Claim Source Code verification
A:[2r, d_in], B:[d_out, 2r], both trainable README L23-24, AGENTS.md L267-268 lora2r.py L127: A0 = torch.randn(2*r, d_in, ...), B0 = torch.randn(d_out, 2*r, ...); A = nn.Parameter(A0.clone()), B = nn.Parameter(B0.clone())
Deployed [:r], quarantine [r:] README L24-25, AGENTS.md L268 lora2r.py L98-102: h[..., :r] with B[:, :r]; h[..., r:] with B[:, r:]
No cross terms between blocks README L25-26 lora2r.py L98-102: column k of B only multiplies row k of A's output; F.linear(h[..., :r], B[:, :r]) and F.linear(h[..., r:], B[:, r:]) are independent
Frozen A0/B0 subtracted, net delta = 0 at init README L23-24, lora2r.py L8-9 lora2r.py L99-102: dep = F.linear(h[...,:r], B[:,:r]) - F.linear(h0[...,:r], B0[:,:r]); at init A=A0, B=B0 so dep=quar=0
Masks (m,d): clean (0,0) → deployed only; mid (1,0) → both; hack (1,1) → quarantine only, deployed detached README L29-32, AGENTS.md L287-291 lora2r.py L108-114: dep = ((1-d)*dep + d*dep.detach()), quar = m*quar; train.py L508-510: m = (z > t_lo), d = (z >= t_hi)
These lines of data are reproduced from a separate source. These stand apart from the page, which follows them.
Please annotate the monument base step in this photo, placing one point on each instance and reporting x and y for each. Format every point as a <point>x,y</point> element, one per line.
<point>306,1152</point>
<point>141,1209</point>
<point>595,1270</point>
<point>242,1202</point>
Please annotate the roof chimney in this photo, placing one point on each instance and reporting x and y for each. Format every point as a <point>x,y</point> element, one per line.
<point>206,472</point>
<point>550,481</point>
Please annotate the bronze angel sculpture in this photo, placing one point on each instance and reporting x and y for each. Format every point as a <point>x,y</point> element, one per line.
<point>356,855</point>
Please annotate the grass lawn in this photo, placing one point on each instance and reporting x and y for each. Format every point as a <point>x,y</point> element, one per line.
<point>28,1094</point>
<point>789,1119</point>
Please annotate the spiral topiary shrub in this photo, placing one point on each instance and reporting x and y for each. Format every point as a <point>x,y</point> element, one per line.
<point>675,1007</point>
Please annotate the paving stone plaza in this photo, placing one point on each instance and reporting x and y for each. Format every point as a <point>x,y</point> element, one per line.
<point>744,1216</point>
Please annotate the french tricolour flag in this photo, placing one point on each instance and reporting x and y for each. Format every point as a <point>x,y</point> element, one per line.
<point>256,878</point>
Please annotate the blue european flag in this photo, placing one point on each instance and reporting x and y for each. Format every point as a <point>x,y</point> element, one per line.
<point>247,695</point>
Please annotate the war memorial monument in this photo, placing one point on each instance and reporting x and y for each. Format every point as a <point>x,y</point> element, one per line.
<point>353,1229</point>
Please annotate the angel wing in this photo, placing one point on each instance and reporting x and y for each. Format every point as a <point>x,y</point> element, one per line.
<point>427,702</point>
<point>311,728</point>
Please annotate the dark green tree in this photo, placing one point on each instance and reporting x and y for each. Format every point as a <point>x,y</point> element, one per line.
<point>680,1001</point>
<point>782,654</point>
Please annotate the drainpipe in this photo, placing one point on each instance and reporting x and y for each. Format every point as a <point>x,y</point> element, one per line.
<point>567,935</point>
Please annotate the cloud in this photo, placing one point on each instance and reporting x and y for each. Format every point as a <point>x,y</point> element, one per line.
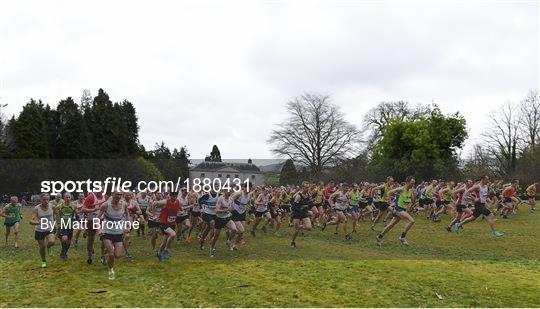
<point>204,73</point>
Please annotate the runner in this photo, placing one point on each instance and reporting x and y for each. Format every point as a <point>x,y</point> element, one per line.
<point>154,213</point>
<point>143,199</point>
<point>196,220</point>
<point>12,214</point>
<point>135,215</point>
<point>238,214</point>
<point>115,214</point>
<point>65,216</point>
<point>274,207</point>
<point>508,199</point>
<point>445,195</point>
<point>167,223</point>
<point>429,200</point>
<point>531,195</point>
<point>43,219</point>
<point>354,205</point>
<point>406,198</point>
<point>383,199</point>
<point>339,202</point>
<point>91,207</point>
<point>482,190</point>
<point>300,208</point>
<point>182,218</point>
<point>208,202</point>
<point>463,199</point>
<point>224,205</point>
<point>261,212</point>
<point>80,217</point>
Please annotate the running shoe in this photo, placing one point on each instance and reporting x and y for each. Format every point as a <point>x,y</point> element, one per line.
<point>404,241</point>
<point>166,255</point>
<point>458,228</point>
<point>496,234</point>
<point>111,274</point>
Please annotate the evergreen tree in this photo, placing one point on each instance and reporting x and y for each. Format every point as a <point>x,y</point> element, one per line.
<point>288,173</point>
<point>182,160</point>
<point>30,133</point>
<point>73,135</point>
<point>132,131</point>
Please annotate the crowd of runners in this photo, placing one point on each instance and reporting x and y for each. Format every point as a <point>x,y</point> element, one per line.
<point>200,217</point>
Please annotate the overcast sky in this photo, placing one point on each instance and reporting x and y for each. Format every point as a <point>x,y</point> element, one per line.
<point>201,73</point>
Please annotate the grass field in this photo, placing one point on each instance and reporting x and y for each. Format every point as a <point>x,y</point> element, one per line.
<point>468,270</point>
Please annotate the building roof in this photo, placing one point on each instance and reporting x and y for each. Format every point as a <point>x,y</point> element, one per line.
<point>217,166</point>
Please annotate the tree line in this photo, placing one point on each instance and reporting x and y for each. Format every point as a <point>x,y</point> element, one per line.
<point>93,138</point>
<point>399,139</point>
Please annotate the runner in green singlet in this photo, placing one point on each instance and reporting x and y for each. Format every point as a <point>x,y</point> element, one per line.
<point>12,213</point>
<point>406,198</point>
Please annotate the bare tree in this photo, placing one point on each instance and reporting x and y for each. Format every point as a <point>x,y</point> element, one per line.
<point>503,137</point>
<point>480,162</point>
<point>315,134</point>
<point>530,119</point>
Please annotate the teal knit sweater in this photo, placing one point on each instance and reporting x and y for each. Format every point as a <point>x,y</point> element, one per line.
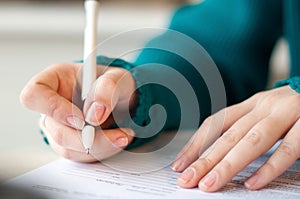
<point>239,35</point>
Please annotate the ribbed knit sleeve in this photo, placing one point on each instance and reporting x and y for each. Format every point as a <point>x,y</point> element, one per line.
<point>292,33</point>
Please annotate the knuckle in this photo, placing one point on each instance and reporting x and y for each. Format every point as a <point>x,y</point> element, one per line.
<point>205,163</point>
<point>58,136</point>
<point>270,167</point>
<point>253,137</point>
<point>229,137</point>
<point>286,149</point>
<point>109,82</point>
<point>27,96</point>
<point>52,105</point>
<point>226,165</point>
<point>66,154</point>
<point>207,123</point>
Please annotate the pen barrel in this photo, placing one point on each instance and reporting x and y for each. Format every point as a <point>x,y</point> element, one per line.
<point>89,72</point>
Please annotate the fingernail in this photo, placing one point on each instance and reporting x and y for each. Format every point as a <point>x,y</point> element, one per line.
<point>208,180</point>
<point>251,181</point>
<point>75,122</point>
<point>121,142</point>
<point>95,113</point>
<point>187,175</point>
<point>176,166</point>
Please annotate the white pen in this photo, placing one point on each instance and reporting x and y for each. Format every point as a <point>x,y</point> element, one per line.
<point>89,71</point>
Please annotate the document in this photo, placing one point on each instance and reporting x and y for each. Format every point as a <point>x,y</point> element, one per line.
<point>111,180</point>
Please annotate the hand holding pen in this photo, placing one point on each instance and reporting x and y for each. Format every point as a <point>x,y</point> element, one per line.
<point>51,92</point>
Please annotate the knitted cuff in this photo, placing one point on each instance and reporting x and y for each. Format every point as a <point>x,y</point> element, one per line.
<point>293,82</point>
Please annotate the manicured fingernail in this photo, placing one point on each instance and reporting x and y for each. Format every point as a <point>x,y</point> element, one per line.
<point>121,142</point>
<point>176,166</point>
<point>95,113</point>
<point>209,180</point>
<point>251,181</point>
<point>75,122</point>
<point>187,175</point>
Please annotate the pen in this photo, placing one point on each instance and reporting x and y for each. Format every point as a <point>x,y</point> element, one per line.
<point>89,71</point>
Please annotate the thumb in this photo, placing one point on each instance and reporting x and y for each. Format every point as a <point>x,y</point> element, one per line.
<point>41,98</point>
<point>112,90</point>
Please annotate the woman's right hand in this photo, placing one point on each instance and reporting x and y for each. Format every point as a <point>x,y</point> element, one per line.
<point>51,92</point>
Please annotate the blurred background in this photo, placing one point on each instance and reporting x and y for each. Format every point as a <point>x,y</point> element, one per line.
<point>35,34</point>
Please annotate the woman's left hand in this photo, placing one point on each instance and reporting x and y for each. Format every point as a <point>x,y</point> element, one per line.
<point>249,130</point>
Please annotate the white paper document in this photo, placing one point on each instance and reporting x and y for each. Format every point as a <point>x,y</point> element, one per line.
<point>123,177</point>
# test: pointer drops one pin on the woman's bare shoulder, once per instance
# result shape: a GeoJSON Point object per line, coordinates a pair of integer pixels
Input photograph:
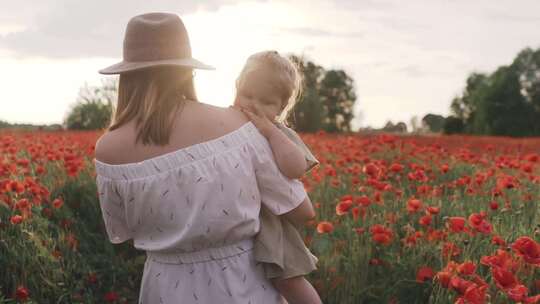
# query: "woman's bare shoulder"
{"type": "Point", "coordinates": [227, 117]}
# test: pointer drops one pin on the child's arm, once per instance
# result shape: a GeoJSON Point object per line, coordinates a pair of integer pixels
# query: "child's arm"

Deployment ablation resets quarantine to init README L27, lora2r.py L117-118 lora2r.py: "deploy ablation resets that block to A0/B0 (eval.ablate_quarantine)"
Ablation deletes quarantine's learned delta README L27-28 Confirmed by lora2r.py design: A0/B0 frozen, quarantine is A[r:], B[:,r:] minus init

One minor terminology note (not a correctness issue): README.md uses "clean/hack/mid" while AGENTS.md and the code use "keep/absorb/rout" for the same (m,d) pairs (0,0)/(1,1)/(1,0). Both are internally consistent and map correctly.


Summary: No findings. All four review areas are clean. The documentation accurately reflects the current routeA implementation, historical routeV results are preserved under their original name, no current-method prose implies gradient cosine scoring, and all lora2r shape/mask claims are exact.